Beth Cool, financial administrator with the Adams County Library, told the Carroll Valley Borough Council at their September 9 meeting that the county library’s Fairfield branch would likely be shut-down if room for a new library is created as part of a proposed municipal office complex.
Cool said, aside from the walls and door, the county would pay to equip, and provide the necessary employees, to operate the potential future library. "We’ll bring everything (needed)…the Fairfield Library branch would close."
According to project architect Benedict Dubbs, the current design, still regarded as a work-in-progress, is calling for 1,800 square foot public library (2,072 square foot considering all library-associated amenities) as part of the "community center" portion of the proposed new borough offices.
Dubbs also reviewed the current design at the meeting, which is being considered by the borough Building Steering Committee.
The building itself as a whole is being proposed at 13,400 square feet (gross), with 2,878 square feet devoted to the municipal government operations. The area designation for police operations would comprise around 3,327 square feet.

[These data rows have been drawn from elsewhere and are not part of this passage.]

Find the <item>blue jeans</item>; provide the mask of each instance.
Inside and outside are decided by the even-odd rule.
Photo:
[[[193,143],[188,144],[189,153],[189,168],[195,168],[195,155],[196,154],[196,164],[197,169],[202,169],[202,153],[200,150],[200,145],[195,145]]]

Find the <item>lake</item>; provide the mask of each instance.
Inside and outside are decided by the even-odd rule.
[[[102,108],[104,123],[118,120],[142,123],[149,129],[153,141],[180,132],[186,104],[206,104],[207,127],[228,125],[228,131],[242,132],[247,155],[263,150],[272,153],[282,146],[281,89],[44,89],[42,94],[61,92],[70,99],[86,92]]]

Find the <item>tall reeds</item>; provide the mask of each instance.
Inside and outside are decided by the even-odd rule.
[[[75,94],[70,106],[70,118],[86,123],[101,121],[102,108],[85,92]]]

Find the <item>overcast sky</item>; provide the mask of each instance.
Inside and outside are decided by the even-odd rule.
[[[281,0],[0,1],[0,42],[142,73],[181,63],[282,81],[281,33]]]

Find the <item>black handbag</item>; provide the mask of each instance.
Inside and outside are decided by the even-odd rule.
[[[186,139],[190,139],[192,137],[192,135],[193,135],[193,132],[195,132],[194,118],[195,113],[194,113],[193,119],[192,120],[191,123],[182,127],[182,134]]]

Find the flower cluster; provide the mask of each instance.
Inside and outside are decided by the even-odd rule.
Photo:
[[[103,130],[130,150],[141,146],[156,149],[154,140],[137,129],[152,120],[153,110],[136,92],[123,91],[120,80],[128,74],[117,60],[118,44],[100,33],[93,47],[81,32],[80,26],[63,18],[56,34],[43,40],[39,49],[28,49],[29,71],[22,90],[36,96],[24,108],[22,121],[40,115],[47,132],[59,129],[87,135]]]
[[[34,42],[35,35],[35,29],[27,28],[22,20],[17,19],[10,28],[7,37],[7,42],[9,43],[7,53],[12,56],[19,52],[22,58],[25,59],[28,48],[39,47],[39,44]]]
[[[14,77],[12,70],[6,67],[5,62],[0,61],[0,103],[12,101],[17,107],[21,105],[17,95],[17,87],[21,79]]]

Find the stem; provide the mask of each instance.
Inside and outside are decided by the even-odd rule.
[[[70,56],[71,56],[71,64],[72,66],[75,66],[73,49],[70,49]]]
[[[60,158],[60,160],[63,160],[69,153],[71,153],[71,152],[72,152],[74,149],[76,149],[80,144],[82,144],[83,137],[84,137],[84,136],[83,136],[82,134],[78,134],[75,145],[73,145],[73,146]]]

The new building would also house community resources, aside the library, which would account for another 3,700 square feet. The design also calls for outdoor amenities including a stage.
Council President John Van Volkenburgh said, "It’s (the proposed building) not just the borough office. It’s going to be built for the community in general."
The estimated cost of the new municipal building is around $2,180,978, several hundred thousands of dollars less than the cost projected for overhauling and upgrading the current facility (estimated at $2,461,640).
Carroll Valley Borough Mayor Ronald Harris has often pointed-out the need for a new borough office due to the degraded condition of the existing building, which has been plagued with roof leaks, flooding, wood rot, and diminishing available office and storage space. Harris previously stated, "The building is falling apart."
The mayor said previously the project should not trigger and tax increase, and would be paid for by existing money in conjunction with grants.